Darüber hinaus wird der Staatsbürgerschaftserwerb, teilweise unter explizitem Rekurs auf die berühmte Parole der amerikanischen Revolution „no taxation without representation“, als eine überfällige Balancierung der Rechte und Pflichten der ImmigrantInnen betrachtet: Diejenigen, die seit langer Zeit ihre Pflichten in Gestalt der Entrichtung von Steuern und Sozialbeiträgen erfüllt haben, hätten einen legitimen Anspruch auf den vollen Umfang der korrespondierenden Rechte.

Auch im Hinblick des grundgesetzlich uneingeschränkten Anspruchs der osteuropäischen Aussiedler auf die deutsche Staatsangehörigkeit gelte es eine Gleichstellung der schon lange im Land befindlichen ArbeitsmigrantInnen herzustellen, indem auch hier doppelte Staatsbürgerschaften toleriert werden. Auch im Bezug auf das Verhältnis von Nicht-Staatsangehörigen aus der Europäischen Union und Drittstaatsangehörigen spielte das Gleichstellungsargument eine gewisse Rolle. Denn nach dem Urteil des Bundesverfassungsgerichts zum kommunalen Ausländerwahlrecht könne nur eine Einbürgerung der ImmigrantInnen aus Nicht-EU-Staaten ihnen politische Wahlrechte verschaffen, die nichtdeutsche EU-Bürger auf kommunaler Ebene bereits haben.

Argumente des kollektiven Selbstverständnisses Deutschlands zugunsten der debattierten Reformen bezogen sich in verschiedenen Varianten auf die überfällige Selbstanerkennung Deutschlands als Einwanderungsland und auf die allgemein akzeptierte pro-europäische Haltung, die sich aber insofern in einem reformierten deutschen Staatsangehörigkeitsrecht niederschlagen müsse, als die liberalen Entwicklungen in anderen europäischen Staaten nachvollzogen werden müssten.

Auf Seiten der Gegner der umstrittenen Elemente der Reform des deutschen Staatsangehörigkeitsrechts wurde der Begriff der Integration tendenziell mit Loyalität identifiziert.
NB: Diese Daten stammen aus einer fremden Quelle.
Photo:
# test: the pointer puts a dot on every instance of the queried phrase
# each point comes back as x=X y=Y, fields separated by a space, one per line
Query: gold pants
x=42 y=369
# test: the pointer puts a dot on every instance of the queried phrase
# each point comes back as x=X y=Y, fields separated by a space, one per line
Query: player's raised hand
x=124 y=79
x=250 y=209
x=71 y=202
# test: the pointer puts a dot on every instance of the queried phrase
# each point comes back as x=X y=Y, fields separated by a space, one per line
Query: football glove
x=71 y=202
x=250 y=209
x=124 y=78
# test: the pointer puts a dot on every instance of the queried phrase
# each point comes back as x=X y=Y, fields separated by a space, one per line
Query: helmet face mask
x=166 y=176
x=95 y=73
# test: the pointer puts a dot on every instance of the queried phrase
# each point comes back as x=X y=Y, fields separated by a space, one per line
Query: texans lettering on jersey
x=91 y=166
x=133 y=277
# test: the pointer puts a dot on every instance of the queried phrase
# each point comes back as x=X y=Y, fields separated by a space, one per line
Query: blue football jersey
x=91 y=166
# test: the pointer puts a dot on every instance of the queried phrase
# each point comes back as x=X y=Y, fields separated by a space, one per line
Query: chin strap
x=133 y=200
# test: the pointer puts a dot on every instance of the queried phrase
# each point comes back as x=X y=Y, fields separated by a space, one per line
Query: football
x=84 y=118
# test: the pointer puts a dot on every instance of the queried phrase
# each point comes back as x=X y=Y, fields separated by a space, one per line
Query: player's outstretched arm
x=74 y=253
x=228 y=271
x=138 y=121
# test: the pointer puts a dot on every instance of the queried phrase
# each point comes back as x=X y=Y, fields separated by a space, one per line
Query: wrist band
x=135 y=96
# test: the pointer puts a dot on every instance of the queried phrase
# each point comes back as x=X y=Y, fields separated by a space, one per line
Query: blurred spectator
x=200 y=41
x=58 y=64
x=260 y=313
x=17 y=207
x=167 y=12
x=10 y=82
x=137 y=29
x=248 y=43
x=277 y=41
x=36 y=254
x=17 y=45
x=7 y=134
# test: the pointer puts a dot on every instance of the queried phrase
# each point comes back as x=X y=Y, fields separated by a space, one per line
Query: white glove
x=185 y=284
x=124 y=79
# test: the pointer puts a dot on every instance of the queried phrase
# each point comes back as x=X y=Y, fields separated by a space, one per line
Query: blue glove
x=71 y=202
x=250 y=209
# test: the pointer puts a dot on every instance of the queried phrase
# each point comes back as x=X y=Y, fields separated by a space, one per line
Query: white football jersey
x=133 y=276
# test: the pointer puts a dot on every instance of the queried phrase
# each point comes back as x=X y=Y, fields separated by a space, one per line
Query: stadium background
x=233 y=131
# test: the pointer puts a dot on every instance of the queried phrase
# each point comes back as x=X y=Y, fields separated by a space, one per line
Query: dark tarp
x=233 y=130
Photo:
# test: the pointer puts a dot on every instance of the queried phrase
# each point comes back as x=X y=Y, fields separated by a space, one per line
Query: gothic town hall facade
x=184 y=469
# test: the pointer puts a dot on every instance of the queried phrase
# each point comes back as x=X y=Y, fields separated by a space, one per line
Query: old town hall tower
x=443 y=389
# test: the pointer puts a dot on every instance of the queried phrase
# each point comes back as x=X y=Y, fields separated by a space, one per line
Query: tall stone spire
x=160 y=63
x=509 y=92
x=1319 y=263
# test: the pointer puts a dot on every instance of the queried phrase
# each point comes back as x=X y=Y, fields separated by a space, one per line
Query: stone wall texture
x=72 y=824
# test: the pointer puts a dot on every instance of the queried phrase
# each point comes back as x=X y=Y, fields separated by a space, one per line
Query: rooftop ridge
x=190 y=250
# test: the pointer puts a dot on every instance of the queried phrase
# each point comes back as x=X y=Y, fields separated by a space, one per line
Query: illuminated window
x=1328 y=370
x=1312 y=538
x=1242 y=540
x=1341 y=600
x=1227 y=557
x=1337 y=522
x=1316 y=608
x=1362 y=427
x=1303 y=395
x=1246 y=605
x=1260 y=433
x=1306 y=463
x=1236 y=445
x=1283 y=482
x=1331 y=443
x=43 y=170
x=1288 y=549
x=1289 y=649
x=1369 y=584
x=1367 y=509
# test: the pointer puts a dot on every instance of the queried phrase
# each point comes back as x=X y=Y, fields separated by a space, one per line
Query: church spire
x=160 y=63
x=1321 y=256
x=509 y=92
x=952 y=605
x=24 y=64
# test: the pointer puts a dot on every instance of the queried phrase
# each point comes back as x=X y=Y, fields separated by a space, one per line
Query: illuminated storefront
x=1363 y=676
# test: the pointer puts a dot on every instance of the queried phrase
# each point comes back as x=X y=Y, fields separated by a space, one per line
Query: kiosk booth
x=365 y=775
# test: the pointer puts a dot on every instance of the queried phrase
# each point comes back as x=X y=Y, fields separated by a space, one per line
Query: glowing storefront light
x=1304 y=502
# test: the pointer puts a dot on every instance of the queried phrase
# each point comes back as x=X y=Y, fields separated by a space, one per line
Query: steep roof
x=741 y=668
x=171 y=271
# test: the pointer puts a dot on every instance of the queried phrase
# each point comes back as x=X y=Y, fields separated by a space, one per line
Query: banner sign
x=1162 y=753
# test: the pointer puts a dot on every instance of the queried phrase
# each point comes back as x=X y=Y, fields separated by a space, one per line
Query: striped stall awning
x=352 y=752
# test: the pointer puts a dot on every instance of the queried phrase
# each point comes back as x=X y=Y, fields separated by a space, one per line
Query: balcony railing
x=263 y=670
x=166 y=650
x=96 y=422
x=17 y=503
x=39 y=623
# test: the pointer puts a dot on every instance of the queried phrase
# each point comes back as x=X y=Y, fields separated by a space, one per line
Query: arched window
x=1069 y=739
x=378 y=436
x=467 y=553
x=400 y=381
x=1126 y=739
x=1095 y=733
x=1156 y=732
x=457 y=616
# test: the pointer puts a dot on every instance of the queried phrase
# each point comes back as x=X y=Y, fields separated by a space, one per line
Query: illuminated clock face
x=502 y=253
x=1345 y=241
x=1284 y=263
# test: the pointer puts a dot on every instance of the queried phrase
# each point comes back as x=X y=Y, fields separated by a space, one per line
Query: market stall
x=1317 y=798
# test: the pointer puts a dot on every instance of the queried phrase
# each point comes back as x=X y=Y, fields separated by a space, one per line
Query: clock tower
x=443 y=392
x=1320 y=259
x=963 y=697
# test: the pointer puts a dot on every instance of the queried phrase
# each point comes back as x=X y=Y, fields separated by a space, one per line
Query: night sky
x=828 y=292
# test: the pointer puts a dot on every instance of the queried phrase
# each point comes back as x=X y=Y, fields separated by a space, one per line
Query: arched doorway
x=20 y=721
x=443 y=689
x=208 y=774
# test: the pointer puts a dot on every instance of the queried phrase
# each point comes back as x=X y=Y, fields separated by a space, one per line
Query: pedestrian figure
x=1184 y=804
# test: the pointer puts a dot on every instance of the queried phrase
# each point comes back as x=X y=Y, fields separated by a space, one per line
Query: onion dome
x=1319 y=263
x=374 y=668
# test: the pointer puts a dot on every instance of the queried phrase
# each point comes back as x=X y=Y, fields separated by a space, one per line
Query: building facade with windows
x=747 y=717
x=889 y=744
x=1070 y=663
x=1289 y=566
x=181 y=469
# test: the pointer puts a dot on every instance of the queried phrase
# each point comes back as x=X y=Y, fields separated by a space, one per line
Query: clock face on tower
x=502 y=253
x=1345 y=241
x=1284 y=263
Während für die Befürworter der Reform die politische Loyalität der ImmigrantInnen von ihrer gleichberechtigten politischen Inklusion zu erwarten sei, waren die die Gegner der Auffassung, dass sich politische Loyalität erst aus einer umfassenden gesellschaftlichen Integration ableiten lasse.

Nach der bis heute aufrecht erhaltenen Auffassung der CDU/CSU ist der Staatsbürgerschaftserwerb selbst kein Mittel der Integration, sondern kann erst nach erkennbar erfolgreicher gesellschaftlicher Integration gewährt werden. Gesellschaftliche Integration wurde dabei als Partizipation in öffentlichen Institutionen und Mitgliedschaft in Vereinigungen der Zivilgesellschaft erläutert. Die Regeln der Einbürgerung hätten deshalb auf verlässlichen Kriterien zu basieren, die eine erfolgreiche gesellschaftliche Integration vermuten lassen, damit eine Einbürgerung von Personen ausgeschlossen ist, die keine wirklichen Bindungen zu Deutschland entwickelt haben oder dies wegen späteren Rückkehrabsichten in das Heimatland auch gar nicht wollen. Aber auch für die übrigen ImmigrantInnen, die eine dauerhafte Lebensperspektive in Deutschland sehen, sei die Akzeptanz von doppelter Staatsbürgerschaft im Namen ihrer Integration schädlich, weil sie dadurch von den notwendigen eigenverantwortlichen Integrationsanstrengungen befreit würden. Integration wurde insofern nahezu ausschließlich als eine Aufgabe der ImmigrantInnen selbst beschreiben: als ihre jeweilige individuelle Bereitschaft, Anstrengung und Leistung.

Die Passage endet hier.